Spending on the energy sector in the Middle East and North Africa could reach $879 billion over the next five years, according to Apicorp.
This is up 9% from the $805bn planned in 2021.
Committed projects make up around 30% of this amount, while the remaining 70% is in the planning stage. In the Gulf Co-operation Council (GCC) the amount of money committed rises to 45%.
The total committed amount is $352bn over the five year period to 2026, up from $308bn last year. The share directed at oil projects has fallen to 33% of the total, from 42%, while gas has increased slightly to 29% from 24%. Petrochemical spending has more than doubled, from 4% to 9%.

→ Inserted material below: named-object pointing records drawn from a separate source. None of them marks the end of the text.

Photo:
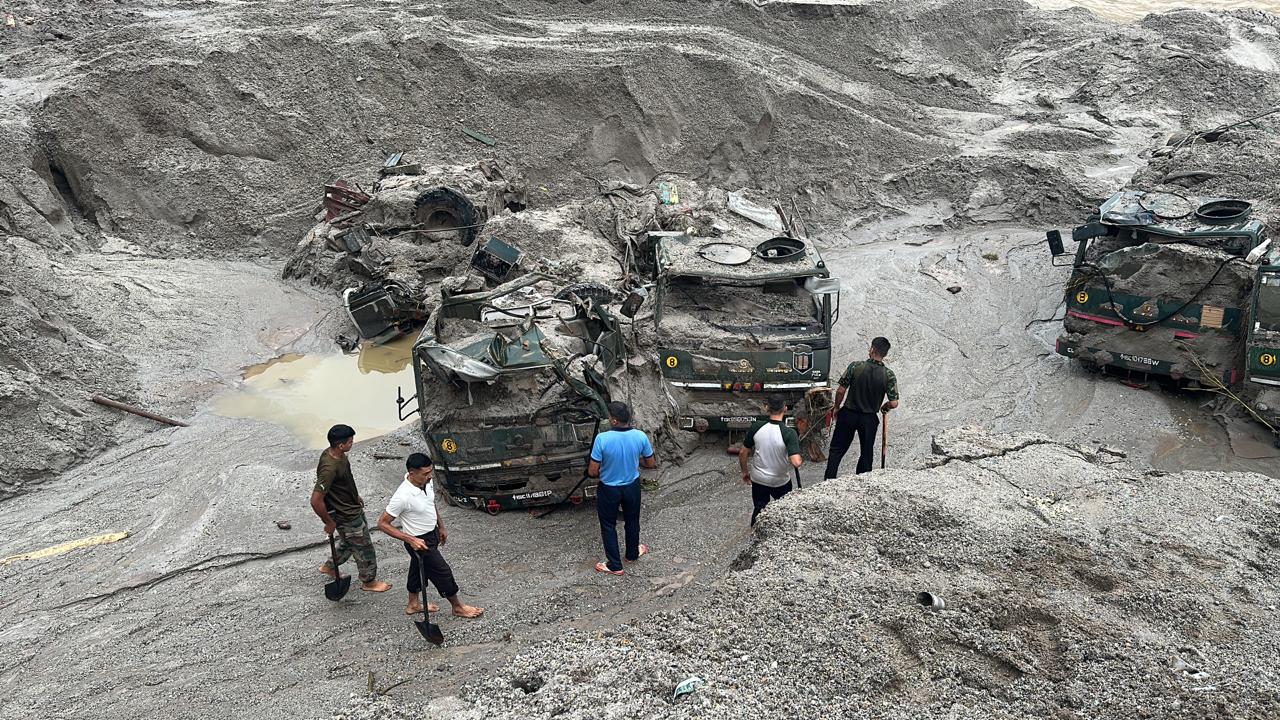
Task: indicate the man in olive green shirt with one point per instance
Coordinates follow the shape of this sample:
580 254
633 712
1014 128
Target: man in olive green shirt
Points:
338 504
862 396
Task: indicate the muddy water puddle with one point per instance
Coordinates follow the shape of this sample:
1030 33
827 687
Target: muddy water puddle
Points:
307 393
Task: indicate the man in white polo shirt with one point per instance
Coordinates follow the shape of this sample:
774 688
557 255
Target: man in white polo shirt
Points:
769 456
423 533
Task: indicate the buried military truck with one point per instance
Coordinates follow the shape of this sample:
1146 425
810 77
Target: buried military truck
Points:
741 317
511 391
1178 287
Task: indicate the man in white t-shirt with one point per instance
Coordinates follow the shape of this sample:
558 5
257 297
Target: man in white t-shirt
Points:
423 533
769 456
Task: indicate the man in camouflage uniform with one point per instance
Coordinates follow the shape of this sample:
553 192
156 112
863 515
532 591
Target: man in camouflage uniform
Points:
863 387
338 504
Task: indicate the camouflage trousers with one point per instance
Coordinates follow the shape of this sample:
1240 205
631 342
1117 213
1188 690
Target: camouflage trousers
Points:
353 540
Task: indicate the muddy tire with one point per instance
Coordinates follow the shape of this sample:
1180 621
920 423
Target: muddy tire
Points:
599 294
446 209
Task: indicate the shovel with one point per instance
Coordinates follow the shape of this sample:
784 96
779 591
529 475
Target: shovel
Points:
883 438
429 629
337 588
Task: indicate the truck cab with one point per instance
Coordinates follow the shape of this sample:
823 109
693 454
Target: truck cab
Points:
1161 285
739 318
511 392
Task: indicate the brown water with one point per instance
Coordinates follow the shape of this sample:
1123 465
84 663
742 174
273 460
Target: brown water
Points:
1129 10
307 393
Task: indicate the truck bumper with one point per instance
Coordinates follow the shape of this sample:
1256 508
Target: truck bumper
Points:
517 487
718 423
1105 358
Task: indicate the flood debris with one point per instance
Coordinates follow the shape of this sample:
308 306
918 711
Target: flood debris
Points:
136 410
60 548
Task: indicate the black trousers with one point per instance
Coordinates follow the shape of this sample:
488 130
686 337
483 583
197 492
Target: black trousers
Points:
438 570
848 424
607 501
762 495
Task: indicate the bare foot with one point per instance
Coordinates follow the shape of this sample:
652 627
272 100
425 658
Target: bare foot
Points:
467 611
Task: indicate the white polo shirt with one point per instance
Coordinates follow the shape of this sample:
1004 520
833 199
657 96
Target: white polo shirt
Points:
414 507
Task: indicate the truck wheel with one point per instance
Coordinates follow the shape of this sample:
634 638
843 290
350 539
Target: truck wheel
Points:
599 294
446 212
443 491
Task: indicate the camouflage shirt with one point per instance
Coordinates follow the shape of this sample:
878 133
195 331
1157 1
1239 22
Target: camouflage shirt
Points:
868 382
336 482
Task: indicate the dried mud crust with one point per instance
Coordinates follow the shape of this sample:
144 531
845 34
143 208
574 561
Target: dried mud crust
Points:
1074 584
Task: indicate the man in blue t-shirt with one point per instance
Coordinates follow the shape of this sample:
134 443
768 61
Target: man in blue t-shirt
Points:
617 456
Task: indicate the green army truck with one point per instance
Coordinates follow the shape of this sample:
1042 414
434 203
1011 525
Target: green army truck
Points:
1176 287
739 318
511 392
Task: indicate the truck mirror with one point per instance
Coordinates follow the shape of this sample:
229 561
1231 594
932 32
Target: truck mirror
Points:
1055 242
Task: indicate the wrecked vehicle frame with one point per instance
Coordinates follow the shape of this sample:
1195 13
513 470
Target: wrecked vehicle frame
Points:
519 400
739 318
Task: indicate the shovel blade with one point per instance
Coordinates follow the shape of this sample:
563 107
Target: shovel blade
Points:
430 630
336 589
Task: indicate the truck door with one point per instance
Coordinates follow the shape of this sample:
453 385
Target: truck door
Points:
1264 341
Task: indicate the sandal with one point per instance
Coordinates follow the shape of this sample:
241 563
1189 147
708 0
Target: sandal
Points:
603 568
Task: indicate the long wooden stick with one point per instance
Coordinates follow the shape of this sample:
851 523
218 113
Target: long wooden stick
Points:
883 438
138 411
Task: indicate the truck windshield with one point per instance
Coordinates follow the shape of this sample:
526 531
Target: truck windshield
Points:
702 308
1269 302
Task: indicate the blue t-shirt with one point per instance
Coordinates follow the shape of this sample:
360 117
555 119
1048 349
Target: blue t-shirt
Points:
618 454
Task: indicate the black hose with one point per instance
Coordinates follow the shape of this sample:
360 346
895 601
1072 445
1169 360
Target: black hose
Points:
1132 323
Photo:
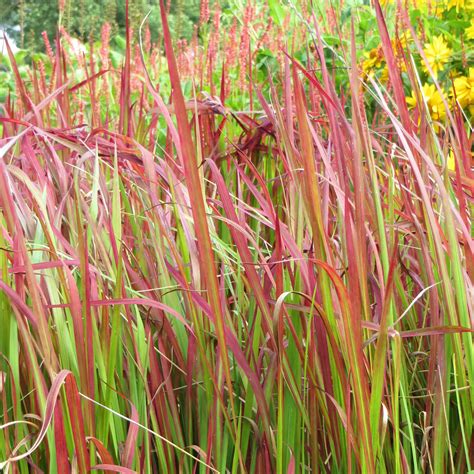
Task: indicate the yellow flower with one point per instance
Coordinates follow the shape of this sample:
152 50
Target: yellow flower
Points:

Spending on oil and gas in 2020 and 2021 were the lowest in a decade. Investment has not reached 2019 levels. Meanwhile, production from existing fields will decline at 8% per year, according to the International Energy Agency (IEA).
Gas plans are driven by megaprojects, such as Qatar’s North Field East (NFE) and Saudi Arabia’s Jafurah. The United Arab Emirates new nuclear power plant is freeing up gas volumes for export. As such, it is working on a new planned LNG terminal at Fujairah.
Apicorp predicted oil prices would see sharp volatility and then stabilise around $100 per barrel. Asian and European gas prices will cool somewhat in the short term before starting to rise again into winter.
Global gas markets will be “squeezed” until 2026, the report said. It went on to note European vulnerability amidst an unwillingness to enter into long-term gas deals “putting it into a vulnerable position towards existing Russian supply”.
Asian companies, with long-term agreements, “are now at an advantage as they are protected from the ongoing unreasonable surge in prices”.